49 of 50 finance datasets on HuggingFace fail procurement-grade documentation

Method

What we measured (and what we didn't).

This is a Phase 1 audit. We scored each of 50 finance datasets against 7 dimensions of LQS v3.1 that can be derived from public HuggingFace metadata alone — no file downloads, no model training. The dimensions, mapped from the 19-dim full LQS spec:

completeness — does cardData.annotations_creators declare who labeled the data?
uniqueness — declared deduplication methodology (challenge_split vs minimal_dedup)
validation_health — label-production class (expert / crowdsourced_qc / official_record / crowdsourced_raw / automated_model)
size_adequacy — declared size_categories meets task-typical floor (≥10K items)
format_compliance — published in industry-standard format (parquet / arrow)
label_density — labels-per-item heuristic from cardData
license_clarity — license declared, permissive, and not NC/ND

What this audit cannot detect (yet). Train/test leakage, benchmark contamination (overlap with MMLU/HumanEval/etc.), oracle disagreement (multi-classifier Fleiss κ), label noise robustness, distributional drift, subgroup-equity gaps, adversarial stability — these are all file-content dimensions in the full 19-dim LQS v3.1 spec. They require sample-based file analysis on the actual dataset, not metadata. Phase 2 (10 representative datasets, sample-based) is in progress and will publish separately.

Important caveat on size_adequacy. This dimension fails when cardData.size_categories is missing or below the 10K-item floor. It does not mean the underlying dataset is too small — many of the audited datasets likely contain plenty of rows. It means the declared size in HF metadata is missing, which prevents a procurement reviewer from sizing the dataset without downloading it. The fix is a one-line cardData edit by the publisher; the audit cannot distinguish "small dataset" from "undocumented size."

Discovery query strategy: union of 8 search queries — finance, financial, stock, trading, banking, sec-edgar, fintech, earnings — sorted by HF download count, deduplicated by dataset id, filtered to those whose name/description/tags match a finance-domain regex, top 50 retained. The exact finance-domain regex and full search pagination are in the script.
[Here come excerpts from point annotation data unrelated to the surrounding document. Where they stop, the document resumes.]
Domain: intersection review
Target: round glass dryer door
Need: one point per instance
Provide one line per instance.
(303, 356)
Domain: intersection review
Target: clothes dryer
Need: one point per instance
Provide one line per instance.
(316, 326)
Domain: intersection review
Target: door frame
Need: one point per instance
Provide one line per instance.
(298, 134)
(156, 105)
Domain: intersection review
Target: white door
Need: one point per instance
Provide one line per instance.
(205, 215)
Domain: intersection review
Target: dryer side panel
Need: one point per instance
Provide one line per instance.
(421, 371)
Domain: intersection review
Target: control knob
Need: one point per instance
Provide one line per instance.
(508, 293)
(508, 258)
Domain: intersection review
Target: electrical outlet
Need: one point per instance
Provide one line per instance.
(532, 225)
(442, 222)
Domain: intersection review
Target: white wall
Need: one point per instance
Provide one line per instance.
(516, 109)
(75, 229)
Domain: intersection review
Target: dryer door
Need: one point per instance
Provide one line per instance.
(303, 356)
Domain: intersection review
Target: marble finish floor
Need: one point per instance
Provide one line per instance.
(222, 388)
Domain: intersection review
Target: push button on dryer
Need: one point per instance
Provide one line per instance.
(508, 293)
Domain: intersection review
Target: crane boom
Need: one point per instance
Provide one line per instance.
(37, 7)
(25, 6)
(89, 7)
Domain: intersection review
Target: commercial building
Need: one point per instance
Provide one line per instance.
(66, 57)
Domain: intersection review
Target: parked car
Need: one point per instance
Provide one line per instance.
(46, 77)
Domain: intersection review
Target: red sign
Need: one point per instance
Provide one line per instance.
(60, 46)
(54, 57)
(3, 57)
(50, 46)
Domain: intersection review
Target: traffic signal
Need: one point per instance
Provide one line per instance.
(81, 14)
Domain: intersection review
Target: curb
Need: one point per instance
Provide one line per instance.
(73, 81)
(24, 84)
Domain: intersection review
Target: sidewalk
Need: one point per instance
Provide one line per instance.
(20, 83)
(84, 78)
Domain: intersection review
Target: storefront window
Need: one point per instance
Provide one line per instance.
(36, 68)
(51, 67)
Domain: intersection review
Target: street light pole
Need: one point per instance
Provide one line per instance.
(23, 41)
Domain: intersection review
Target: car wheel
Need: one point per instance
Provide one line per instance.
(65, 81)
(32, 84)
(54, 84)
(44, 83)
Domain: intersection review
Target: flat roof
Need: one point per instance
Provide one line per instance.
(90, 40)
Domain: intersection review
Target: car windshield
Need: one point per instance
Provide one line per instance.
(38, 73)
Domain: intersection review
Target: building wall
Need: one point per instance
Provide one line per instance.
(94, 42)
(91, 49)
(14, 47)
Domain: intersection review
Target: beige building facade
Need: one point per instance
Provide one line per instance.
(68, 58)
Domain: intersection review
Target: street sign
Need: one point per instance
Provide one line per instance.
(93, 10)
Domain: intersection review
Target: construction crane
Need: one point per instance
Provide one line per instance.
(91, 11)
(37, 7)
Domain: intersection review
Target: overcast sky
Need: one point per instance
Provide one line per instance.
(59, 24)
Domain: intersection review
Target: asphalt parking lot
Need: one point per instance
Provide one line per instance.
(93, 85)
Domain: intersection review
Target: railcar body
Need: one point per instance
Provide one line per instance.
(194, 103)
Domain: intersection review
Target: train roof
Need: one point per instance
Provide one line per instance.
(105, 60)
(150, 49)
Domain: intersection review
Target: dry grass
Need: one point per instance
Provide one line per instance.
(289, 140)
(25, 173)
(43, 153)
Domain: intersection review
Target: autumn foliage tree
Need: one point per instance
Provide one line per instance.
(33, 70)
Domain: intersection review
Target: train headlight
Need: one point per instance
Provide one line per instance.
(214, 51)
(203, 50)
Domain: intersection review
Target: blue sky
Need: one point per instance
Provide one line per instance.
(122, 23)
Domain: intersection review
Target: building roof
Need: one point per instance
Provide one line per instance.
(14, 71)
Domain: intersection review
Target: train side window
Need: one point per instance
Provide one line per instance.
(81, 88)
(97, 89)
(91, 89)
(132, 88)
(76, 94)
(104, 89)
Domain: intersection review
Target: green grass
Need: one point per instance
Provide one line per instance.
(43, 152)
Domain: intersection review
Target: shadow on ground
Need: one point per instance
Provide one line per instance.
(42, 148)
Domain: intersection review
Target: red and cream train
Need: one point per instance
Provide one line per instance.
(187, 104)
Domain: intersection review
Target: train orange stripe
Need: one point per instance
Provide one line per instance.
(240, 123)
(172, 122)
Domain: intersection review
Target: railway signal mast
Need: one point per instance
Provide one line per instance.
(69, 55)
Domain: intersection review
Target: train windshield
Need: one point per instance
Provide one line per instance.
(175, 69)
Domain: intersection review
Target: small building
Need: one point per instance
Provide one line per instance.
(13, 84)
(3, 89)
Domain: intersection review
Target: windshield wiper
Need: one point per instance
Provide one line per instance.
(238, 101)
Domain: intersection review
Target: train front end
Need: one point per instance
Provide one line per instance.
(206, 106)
Findings · failure-mode breakdown

Where the documentation breaks down.

validation_health

47 / 50 (94%)

completeness

45 / 50 (90%)

size_adequacy

31 / 50 (62%)

format_compliance

14 / 50 (28%)

license_clarity

11 / 50 (22%)

label_density

0 / 50 (0%)

uniqueness

0 / 50 (0%)

Why `validation_health` and `completeness` dominate

The two top failure modes are linked. completeness fails when cardData.annotations_creators is empty or absent. When that field is missing, our derivation defaults label_production to crowdsourced_raw, which fails validation_health. So a single missing field — "who labeled this?" — fails both dimensions. The fix is a one-line cardData edit by the dataset publisher; the absence of that one line affects 90% of the audit.

This isn't pedantry. Under EU AI Act Article 10, providers of high-risk AI systems must document training-data provenance, including how labels were produced. SR 11-7 model-risk frameworks treat undocumented label provenance as a material weakness. A finance dataset with no annotation_creators declaration cannot land in an F500 model package without case-by-case legal review.

Why `license_clarity` matters more than 22% suggests

No license declared

9 / 50

cardData.license absent or "unknown" — legally unusable for commercial deployment without case-by-case legal review

Restrictive license

2 / 50

CC-BY-NC-SA-3.0 or CC-BY-NC-ND-4.0 — explicitly blocks commercial deployment of derivative model weights

Examples of license-undeclared datasets in the audit set: AdaptLLM/finance-tasks (12,929 downloads), Zhangqingyue127/Multimodal-Stock-Forecasting-Dataset (5,880 downloads), meloqiao/us-stock-data (1,908 downloads). All three are popular enough that they're likely already inside someone's training pipeline. Without a declared license, a buyer's legal team has no documentation to attach when an audit asks "what governs your use of this data?"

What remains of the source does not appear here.